# Renfe Scraping

This notebook is intended to show the process of scraping Renfe data using the `RenfeScraper` class. The class is designed to scrape data from the Renfe website and save it in a structured format. Two output files are obtained:
- `trips.csv`: Contains information about the trips, including the service ID, stops, and other relevant details.
- `stops.csv`: Contains information about the stops, including the stop ID, arrival and departure times, and other relevant details.

## 0. Import Libraries

In [1]:
%load_ext autoreload
%autoreload 2

import datetime

from robin.scraping.entities import DataLoader
from robin.scraping.renfe.entities import RenfeScraper
from robin.supply.entities import Supply
from robin.supply.saver.entities import SupplySaver

import ipywidgets as widgets
from IPython.display import display

## 1. Scrape available stations from main menu

The next cell initializes an instance of the `RenfeScraper` class and iterates through the available stations provided by the scraper.

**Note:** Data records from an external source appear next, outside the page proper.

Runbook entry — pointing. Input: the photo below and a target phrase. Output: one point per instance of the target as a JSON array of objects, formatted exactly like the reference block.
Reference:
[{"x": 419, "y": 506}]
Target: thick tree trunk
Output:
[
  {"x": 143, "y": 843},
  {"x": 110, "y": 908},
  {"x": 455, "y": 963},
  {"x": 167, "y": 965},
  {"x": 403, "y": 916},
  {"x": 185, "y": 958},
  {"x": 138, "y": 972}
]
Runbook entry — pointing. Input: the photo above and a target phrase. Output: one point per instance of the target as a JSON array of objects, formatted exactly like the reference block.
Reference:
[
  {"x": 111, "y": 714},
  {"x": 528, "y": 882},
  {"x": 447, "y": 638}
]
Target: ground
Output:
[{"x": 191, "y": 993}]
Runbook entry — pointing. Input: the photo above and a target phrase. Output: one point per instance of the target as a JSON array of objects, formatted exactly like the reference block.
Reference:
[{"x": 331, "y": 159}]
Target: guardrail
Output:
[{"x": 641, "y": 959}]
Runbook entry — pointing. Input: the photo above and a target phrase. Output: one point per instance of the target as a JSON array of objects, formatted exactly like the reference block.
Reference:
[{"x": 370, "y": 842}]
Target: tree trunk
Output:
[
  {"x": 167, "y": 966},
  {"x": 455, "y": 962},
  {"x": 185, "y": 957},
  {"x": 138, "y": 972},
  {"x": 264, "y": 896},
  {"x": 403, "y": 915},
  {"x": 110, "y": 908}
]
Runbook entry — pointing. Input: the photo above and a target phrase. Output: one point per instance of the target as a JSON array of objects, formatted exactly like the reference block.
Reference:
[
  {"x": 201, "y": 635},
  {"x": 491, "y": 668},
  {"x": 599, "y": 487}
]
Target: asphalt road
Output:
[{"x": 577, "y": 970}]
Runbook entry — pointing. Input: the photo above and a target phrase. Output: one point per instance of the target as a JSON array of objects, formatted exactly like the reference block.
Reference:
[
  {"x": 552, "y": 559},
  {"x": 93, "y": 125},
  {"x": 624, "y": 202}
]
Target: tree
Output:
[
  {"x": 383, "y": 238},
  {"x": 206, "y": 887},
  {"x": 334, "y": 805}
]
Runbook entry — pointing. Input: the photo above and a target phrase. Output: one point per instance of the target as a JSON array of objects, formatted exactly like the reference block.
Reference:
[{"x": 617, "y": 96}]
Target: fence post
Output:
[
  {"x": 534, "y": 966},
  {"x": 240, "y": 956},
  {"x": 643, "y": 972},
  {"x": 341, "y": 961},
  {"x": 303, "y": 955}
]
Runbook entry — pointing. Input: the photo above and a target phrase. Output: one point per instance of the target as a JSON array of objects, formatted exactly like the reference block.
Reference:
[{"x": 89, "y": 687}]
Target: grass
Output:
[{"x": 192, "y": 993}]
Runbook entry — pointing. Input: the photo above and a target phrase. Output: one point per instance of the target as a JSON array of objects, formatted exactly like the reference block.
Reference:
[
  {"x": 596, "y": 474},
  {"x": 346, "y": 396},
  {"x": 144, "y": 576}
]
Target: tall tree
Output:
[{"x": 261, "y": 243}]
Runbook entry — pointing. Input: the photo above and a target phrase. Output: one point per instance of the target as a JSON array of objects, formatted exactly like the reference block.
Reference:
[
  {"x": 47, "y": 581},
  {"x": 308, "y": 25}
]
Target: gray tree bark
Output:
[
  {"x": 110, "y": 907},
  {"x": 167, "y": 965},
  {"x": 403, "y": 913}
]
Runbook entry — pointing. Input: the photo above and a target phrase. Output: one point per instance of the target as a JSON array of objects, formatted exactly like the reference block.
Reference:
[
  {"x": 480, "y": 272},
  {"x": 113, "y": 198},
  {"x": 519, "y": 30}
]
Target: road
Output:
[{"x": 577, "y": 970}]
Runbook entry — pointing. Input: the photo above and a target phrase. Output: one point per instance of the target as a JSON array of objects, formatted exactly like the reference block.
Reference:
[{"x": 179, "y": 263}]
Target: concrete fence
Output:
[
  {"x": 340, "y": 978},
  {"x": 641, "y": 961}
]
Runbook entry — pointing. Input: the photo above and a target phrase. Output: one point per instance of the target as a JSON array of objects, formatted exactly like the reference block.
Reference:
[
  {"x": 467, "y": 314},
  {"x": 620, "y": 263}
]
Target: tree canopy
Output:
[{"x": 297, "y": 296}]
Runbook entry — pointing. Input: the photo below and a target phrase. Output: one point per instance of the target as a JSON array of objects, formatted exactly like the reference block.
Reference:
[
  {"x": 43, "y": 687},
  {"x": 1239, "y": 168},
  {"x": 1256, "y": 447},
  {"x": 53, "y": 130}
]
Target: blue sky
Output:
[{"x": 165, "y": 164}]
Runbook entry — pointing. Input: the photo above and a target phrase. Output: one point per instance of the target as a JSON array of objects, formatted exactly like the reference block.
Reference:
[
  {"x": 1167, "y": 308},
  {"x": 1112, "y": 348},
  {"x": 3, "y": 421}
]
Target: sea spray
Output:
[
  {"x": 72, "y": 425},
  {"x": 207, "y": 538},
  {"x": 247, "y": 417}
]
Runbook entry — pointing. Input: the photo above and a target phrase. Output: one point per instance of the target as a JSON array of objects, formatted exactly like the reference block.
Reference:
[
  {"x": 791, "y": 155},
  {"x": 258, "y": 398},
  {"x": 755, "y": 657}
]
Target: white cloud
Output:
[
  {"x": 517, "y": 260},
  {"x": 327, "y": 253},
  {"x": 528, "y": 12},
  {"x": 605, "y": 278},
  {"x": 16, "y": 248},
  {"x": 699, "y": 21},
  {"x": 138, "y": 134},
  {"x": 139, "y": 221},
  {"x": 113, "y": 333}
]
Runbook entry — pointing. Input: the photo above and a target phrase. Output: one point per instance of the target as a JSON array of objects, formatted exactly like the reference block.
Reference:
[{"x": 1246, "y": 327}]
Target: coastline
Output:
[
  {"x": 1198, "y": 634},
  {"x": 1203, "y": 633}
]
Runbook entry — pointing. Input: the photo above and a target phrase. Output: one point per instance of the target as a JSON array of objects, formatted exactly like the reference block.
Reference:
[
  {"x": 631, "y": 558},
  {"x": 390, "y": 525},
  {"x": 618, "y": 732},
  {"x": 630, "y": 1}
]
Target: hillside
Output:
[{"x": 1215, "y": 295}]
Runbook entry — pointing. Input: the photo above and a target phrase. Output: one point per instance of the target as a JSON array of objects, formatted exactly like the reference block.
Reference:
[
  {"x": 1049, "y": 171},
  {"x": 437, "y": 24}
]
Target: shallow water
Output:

For each station, it prints the station ID and station name. This step is useful for identifying the station codes required for scraping specific routes in later steps.

In [2]:
scraper = RenfeScraper()

for station_id, station_name in scraper.available_stations.items():
    print(f'{station_id}: {station_name}')

31412: A Coruña
94707: Abrantes
60911: Alicante / Alacant
60600: Albacete
06008: Alcantarilla-Los Romanos
60400: Alcázar de San Juan
55020: Algeciras
56312: Almería
99003: Altet Bus
99115: Aguadulce Bus
87912: Aix En Provence
99114: Andorra-Bus
02003: Antequera (TODAS)
87814: Avignon
10400: Avila
37606: Badajoz
71801: Barcelona (TODAS)
87078: Beziers
65318: Benicassim
13200: Bilbao (TODAS)
54400: Bobadilla
11014: Burgos Rosa Manzano
35400: Cáceres
51405: Cádiz
70600: Calatayud
50417: Campus Rabanales
61307: Cartagena
65300: Castellón /Castelló
37200: Ciudad Real
50500: Córdoba
66100: Cuenca (TODAS)
92201: Denia-Bus
60905: Elda-Petrer
03410: Elche AV/Elx AV
94428: Entroncamento
92157: Estepona Bus
21010: Ferrol
79309: Figueres
79333: Figueres Bus
04307: Figueres Vilafant
69110: Gandía
15410: Gijón
79300: Girona
05000: Granada
70200: Guadalajara (TODAS)
43019: Huelva
74200: Huesca
11600: Irun-Hendaya (TODAS)
80100: Pamplona/Iruña
99103: Jaca-Bus
03100: Jaén
64100: Xàtiva/Játiva
97639: Ja

## 2. Scrape Renfe services



To help in the selection of the selection of the origin and destination, the next cell creates two dropdown widgets using the `ipywidgets` library to allow the user to select an origin and a destination station. The `available_stations` dictionary is used to populate the dropdown options, where the keys are station names and the values are station IDs needed to scrape them.

- The `origin_dropdown` widget is initialized with a default value of `'60000'` (`Madrid (TODAS)`).
- The `destination_dropdown` widget is initialized with a default value of `'71801'` (`Barcelona (TODAS)`).

In [3]:
available_stations = {station_name: station_id for station_id, station_name in scraper.available_stations.items()}

origin = widgets.Dropdown(
    options=available_stations,
    description='Origin:',
    style={'description_width': 'initial'},
    value='60000' # Madrid (TODAS)
)
destination = widgets.Dropdown(
    options=available_stations,
    description='Destination:',
    style={'description_width': 'initial'},
    value='71801' # Barcelona (TODAS)
)

display(origin, destination)

Dropdown(description='Origin:', index=65, options={'A Coruña': '31412', 'Abrantes': '94707', 'Alicante / Alaca…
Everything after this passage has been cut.